Who needs saving – we humans or God Himself?
Therefore, rather than a God-man coming to save humanity from its sins, it now seems self-evident to me that God Himself needed a human to save Him from His. That is why God had to become a human being in the person of Jesus Christ, who had to live a perfect life here on earth (1 John 3:5).
So perhaps we have had the plan of salvation all backwards. It is God – not we humans – who needs to be saved.
What punishment does a guilty deity deserve?
So, what is the solution here? How can I bring myself to serve this criminal deity? How can any human being?

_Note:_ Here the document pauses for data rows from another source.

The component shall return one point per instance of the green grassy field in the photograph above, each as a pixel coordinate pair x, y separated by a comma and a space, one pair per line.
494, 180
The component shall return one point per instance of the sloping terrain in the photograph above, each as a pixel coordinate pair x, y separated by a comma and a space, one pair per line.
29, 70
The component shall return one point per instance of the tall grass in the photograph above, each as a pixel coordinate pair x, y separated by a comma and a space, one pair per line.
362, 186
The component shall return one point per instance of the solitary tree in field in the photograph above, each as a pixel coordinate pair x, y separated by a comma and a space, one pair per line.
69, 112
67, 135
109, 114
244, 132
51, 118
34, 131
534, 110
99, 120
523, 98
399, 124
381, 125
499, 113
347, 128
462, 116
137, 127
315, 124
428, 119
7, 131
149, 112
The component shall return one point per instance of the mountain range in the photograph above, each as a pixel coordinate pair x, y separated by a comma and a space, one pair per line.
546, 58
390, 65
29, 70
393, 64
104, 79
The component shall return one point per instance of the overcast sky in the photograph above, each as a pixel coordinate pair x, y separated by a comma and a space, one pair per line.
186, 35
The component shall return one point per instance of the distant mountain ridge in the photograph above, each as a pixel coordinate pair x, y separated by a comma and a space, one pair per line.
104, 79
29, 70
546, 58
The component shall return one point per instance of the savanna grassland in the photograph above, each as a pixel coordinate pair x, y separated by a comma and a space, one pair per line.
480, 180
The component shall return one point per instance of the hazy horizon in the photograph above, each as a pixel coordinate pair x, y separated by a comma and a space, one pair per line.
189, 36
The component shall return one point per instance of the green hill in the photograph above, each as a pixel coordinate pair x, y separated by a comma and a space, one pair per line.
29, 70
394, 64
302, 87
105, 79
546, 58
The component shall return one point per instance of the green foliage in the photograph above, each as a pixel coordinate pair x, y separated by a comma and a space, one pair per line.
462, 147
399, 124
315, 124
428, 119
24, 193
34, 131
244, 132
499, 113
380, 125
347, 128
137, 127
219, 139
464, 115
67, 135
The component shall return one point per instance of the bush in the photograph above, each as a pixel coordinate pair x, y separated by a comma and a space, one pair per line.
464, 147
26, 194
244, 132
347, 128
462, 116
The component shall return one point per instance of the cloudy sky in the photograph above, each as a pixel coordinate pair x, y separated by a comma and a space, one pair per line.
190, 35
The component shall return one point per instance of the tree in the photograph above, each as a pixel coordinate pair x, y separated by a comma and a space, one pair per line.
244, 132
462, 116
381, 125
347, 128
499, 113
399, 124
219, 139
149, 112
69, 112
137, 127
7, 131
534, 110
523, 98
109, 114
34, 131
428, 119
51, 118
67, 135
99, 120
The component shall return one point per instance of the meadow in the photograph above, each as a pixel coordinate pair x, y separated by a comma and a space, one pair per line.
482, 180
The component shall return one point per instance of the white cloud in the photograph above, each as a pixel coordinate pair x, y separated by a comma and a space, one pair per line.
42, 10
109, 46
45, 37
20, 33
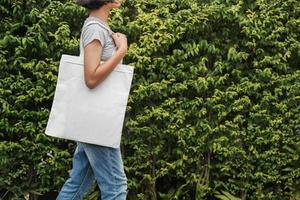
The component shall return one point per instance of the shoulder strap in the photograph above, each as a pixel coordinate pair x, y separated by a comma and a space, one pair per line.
110, 32
100, 24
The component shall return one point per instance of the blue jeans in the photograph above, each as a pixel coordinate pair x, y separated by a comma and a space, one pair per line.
92, 162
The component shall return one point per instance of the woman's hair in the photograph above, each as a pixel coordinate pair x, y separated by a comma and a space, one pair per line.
93, 4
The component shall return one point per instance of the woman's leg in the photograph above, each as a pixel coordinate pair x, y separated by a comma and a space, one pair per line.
108, 170
81, 177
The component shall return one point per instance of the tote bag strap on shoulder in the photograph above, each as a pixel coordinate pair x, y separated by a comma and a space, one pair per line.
110, 32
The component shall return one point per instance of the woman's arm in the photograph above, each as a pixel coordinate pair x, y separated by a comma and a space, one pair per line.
95, 71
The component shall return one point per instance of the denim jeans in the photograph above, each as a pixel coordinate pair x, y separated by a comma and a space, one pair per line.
94, 162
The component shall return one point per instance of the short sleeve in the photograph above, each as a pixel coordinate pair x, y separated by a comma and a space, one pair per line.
93, 32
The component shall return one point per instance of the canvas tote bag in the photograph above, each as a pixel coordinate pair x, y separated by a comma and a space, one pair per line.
93, 116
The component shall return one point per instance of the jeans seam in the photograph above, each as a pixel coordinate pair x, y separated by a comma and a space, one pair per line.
87, 171
113, 170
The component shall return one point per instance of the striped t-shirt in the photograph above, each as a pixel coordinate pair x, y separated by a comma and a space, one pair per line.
95, 31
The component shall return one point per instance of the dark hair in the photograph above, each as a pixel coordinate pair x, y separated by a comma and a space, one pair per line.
93, 4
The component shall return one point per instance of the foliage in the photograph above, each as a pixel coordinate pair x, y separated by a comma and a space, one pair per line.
213, 111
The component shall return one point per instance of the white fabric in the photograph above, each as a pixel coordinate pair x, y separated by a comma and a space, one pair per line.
93, 116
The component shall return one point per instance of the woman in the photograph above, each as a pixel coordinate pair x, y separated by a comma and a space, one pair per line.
104, 164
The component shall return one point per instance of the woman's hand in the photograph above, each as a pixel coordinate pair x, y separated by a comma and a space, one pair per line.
120, 41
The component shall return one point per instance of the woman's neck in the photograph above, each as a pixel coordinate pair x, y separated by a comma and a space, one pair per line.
101, 13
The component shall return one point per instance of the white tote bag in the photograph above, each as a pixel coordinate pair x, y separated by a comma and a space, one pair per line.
93, 116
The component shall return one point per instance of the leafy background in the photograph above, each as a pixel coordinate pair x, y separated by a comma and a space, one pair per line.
213, 111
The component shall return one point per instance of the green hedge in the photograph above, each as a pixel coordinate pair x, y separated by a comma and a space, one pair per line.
214, 110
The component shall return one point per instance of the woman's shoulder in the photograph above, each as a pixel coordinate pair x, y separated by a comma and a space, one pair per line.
95, 24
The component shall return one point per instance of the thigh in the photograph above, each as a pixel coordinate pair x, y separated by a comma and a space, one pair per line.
81, 177
108, 169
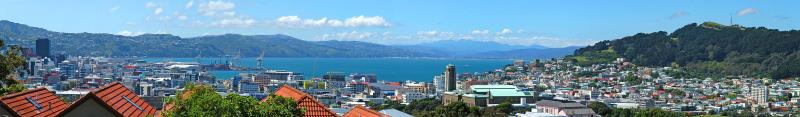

Is it enough for God to pay us off, like He did Job when He provided double restitution (Job 42:10)? Which by the way, is conclusive evidence of God’s own admission of guilt:
“If anyone gives a neighbor silver or goods for safekeeping and they are stolen from the neighbor’s house, the thief, if caught, must pay back double” (Ex. 22:7).
Likewise, is it enough for God to bribe us with promises of a future afterlife? While I am open to just recompense, I don’t think it is enough to be bribed. A promise of heaven does not justify the pain of earth and is almost insulting.
There is only one viable solution for this greatest of sinners. God needs to die!
Can’t sin just be forgiven without cruel punishment? Yes, but I won’t allow it. Just like so many human beings have experienced, God needs to experience the anguish of crying into a darkening sky for an invisible being who will not answer. “Eloi, Eloi, lama sabachthani?” (Mark 15:34).
I know these thoughts are probably wrong. Nonetheless, I cry out for His blood. Crucify Him! Kill Him between two criminals, for He is the greatest of criminals.
What are those marks in His hands?
Then I realise, when the rage of the whirlwind dies down, when I repent in my own ashes, when I am quiet enough to hear the small whisper of the wind:
“I have already done all these things, put your fingers here and see my hands – do not doubt but believe” (John 20:25-27).
A wise woman once observed that we “need to understand that deity suffered and sank under the agonies of Calvary.”[2] An all-powerful god can be believed, can be feared, and can even be hated. But only a crucified God can be vindicated and worshipped.
[1] Ellen White, Selected Messages, Book 1, p.21:1.
[2] Ellen White, Manuscript 44, 1898, and the Seventh-day Adventist Bible Commentary, vol. 7, p. 907.
Stephen Ferguson is a lawyer from Perth, Western Australia, with expertise in planning, environment, immigration and administrative-government law. He is married to Amy and has two children, William and Eloise. Stephen is a member of the Livingston Adventist Church.